Le plus haut tribunal limite l’usage des pouvoirs d’urgence en matière commerciale. /Un revers majeur pour l’ancien président sur un pilier de son programme économique.
La Cour suprême des États-Unis a invalidé, le 20 février, les droits de douane internationaux de grande envergure imposés par le président américain Donald Trump, lui infligeant un revers important sur un point crucial de son programme économique.
La décision concerne les droits de douane imposés en vertu d’une loi sur les pouvoirs d’urgence, l’International Emergency Economic Powers Act (IEEPA). Elle vise notamment les tarifs de rétorsion décrétés à l’encontre de la quasi-totalité des partenaires commerciaux des États-Unis.
« La décision prise à 6 voix contre 3 a clairement invalidé la déclaration d’urgence qui sous-tendait une grande partie des droits de douane réciproques par pays mis en place l’année dernière. La Cour suprême ne s’est pas prononcée sur la question de savoir si l’administration doit rembourser les plus de 130 milliards de dollars de droits de douane déjà payés en vertu de ces déclarations, ce qui risque de déclencher une longue bataille juridique », signale Michael Pearce, économiste en chef pour les États-Unis chez Oxford Economics.

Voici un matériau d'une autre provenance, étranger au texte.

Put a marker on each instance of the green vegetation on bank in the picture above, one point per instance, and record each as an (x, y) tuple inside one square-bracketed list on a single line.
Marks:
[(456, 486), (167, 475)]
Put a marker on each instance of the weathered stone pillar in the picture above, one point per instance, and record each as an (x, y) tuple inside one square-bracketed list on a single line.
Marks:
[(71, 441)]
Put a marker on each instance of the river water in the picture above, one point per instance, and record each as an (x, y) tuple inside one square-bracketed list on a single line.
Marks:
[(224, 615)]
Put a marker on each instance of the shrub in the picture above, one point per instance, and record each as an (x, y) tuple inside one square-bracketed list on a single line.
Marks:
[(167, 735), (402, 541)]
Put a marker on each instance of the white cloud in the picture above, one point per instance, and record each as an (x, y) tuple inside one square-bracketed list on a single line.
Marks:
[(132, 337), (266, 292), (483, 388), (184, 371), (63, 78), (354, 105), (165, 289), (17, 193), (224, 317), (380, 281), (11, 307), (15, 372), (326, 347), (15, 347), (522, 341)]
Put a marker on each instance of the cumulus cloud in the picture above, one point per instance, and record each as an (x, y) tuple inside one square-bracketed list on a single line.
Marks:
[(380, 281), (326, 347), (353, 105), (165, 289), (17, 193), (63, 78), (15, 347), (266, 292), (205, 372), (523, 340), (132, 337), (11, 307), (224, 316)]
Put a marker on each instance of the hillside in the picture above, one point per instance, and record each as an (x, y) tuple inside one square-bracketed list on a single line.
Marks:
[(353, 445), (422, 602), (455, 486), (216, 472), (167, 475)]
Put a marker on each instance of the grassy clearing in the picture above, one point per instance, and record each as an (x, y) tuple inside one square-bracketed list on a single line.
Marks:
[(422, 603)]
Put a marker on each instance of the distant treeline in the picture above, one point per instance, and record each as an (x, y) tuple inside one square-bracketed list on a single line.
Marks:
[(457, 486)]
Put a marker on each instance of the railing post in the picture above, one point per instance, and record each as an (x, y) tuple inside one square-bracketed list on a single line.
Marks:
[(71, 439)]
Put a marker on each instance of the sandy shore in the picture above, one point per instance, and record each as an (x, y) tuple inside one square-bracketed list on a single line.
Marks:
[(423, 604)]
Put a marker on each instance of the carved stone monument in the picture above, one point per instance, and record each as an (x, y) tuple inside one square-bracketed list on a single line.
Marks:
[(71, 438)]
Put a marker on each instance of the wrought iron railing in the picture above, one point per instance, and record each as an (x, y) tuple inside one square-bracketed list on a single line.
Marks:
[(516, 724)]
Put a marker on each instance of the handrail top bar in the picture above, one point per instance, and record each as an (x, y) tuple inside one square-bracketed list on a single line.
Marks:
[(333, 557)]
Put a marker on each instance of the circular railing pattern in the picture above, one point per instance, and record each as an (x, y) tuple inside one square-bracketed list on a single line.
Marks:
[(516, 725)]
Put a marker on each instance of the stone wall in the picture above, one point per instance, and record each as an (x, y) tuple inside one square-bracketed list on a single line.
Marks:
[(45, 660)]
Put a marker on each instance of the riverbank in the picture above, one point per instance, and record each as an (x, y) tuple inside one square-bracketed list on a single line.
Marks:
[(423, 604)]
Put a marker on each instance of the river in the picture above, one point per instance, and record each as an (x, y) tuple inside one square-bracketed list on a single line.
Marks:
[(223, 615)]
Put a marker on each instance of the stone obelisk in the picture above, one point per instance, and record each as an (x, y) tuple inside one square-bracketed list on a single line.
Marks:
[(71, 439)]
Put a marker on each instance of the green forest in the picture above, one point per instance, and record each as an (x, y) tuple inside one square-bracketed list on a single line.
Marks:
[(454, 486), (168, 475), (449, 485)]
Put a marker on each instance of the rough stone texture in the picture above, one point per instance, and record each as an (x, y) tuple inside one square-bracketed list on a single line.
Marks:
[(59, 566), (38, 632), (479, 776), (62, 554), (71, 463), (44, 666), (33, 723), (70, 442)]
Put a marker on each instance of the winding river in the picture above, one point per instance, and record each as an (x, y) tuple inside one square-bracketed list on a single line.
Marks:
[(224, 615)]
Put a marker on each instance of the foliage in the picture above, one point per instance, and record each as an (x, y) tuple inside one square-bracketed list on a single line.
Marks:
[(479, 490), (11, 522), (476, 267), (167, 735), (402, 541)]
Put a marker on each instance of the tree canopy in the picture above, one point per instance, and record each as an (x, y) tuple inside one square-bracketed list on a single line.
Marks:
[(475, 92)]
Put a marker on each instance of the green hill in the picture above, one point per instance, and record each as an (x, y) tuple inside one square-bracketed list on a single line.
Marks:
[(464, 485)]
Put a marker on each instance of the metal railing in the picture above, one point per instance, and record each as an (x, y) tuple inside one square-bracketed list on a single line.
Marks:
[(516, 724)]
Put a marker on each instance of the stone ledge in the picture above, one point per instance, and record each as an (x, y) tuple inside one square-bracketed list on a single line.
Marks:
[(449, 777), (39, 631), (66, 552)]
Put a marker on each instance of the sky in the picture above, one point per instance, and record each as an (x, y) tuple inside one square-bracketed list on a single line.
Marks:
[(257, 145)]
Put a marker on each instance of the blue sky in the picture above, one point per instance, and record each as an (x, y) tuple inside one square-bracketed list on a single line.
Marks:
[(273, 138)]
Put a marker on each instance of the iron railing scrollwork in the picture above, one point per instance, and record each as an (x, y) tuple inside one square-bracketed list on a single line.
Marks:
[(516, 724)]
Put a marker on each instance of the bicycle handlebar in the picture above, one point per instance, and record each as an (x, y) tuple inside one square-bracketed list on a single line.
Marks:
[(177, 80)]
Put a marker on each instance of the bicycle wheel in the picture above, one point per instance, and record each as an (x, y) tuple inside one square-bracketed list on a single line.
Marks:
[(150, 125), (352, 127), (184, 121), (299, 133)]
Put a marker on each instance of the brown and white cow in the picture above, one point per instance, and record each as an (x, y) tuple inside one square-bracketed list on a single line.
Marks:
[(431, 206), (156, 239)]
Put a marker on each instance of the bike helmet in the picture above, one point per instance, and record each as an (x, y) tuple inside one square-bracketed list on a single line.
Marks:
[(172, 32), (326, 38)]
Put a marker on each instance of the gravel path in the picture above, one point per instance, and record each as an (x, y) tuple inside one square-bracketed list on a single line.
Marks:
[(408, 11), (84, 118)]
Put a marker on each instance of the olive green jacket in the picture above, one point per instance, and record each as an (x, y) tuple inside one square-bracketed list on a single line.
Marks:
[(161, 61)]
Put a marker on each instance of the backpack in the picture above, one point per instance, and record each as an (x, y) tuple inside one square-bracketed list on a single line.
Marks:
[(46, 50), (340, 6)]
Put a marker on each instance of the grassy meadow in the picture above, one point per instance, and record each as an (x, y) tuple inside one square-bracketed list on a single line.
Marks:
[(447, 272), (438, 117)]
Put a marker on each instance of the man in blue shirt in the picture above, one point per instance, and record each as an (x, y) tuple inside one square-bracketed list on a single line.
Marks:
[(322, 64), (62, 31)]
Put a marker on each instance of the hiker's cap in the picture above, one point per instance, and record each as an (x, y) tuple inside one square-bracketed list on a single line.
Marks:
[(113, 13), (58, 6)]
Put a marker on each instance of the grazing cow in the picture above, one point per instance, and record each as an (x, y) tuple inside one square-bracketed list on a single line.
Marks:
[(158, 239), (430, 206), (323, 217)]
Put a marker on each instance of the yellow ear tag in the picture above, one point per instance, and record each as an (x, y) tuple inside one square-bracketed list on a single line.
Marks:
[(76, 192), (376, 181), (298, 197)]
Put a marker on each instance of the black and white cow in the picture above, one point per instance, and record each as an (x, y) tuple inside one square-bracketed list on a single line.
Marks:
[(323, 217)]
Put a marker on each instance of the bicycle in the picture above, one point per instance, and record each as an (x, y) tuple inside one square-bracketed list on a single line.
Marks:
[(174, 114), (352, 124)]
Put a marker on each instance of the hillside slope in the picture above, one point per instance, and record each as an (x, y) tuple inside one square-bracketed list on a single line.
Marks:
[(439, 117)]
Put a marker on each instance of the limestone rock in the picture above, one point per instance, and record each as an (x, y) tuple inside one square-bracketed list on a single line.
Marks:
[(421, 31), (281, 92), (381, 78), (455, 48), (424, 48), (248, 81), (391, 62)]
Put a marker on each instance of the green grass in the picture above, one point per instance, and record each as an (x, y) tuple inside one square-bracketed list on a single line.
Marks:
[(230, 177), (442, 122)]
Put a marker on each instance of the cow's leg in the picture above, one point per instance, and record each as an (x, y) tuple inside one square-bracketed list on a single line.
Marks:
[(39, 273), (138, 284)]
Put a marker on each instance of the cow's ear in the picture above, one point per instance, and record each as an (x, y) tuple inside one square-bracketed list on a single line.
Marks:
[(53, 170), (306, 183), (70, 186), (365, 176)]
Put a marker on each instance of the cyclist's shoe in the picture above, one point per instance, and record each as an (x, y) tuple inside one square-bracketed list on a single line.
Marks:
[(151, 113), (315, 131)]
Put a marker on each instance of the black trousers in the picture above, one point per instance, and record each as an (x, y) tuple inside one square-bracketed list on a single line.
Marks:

Le président américain justifiait ces mesures en affirmant vouloir protéger le pays contre l’entrée de drogues illicites en provenance du Canada.
C’est cette utilisation de l’IEEPA que la Cour a jugée illégale.
« Cette décision frappe au cœur de la doctrine économique de l’administration. La confrontation commerciale était présentée comme le moteur du renouveau de la puissance domestique. Elle se heurte désormais à des limites constitutionnelles, à l’examen des marchés et à des rendements économiques décroissants », souligne Nigel Green, fondateur et chef de la direction du deVere Group.
Ces droits de douane avaient eu un impact non négligeable, notamment sur le PIB canadien. Avec une réduction des droits de douane, certaines pressions inflationnistes pourraient s’atténuer, selon Nigel Green.
« Un revers judiciaire ne renverse pas automatiquement la trajectoire économique. Les délais d’application, les réponses législatives potentielles et les réactions géopolitiques comptent. Les marchés intégreront des probabilités », tempère toutefois l’expert.
« L’administration a souvent mis en avant d’autres pouvoirs qu’elle pourrait utiliser pour rétablir une grande partie du régime tarifaire invalidé par cette décision. La Maison-Blanche pourrait se tourner vers l’article 122 pour appliquer immédiatement des droits de douane pouvant atteindre 15 % sur toutes les importations américaines pendant une période pouvant aller jusqu’à 150 jours avant de demander l’approbation du Congrès pour une prolongation. Cela pourrait servir de transition pendant que l’administration fait appel à d’autres autorités commerciales, qui exigent des enquêtes, mais sont plus durables sur le plan juridique », évoque pour sa part Michael Pearce.
Tout n’est pas réglé
« Bien que cette décision soit une excellente nouvelle pour le libre-échange, ses répercussions sur le Canada demeurent limitées et nous ne sommes pas encore sortis du bois », ajoute Gabriel Giguère, analyste senior en politiques publiques à l’IEDM.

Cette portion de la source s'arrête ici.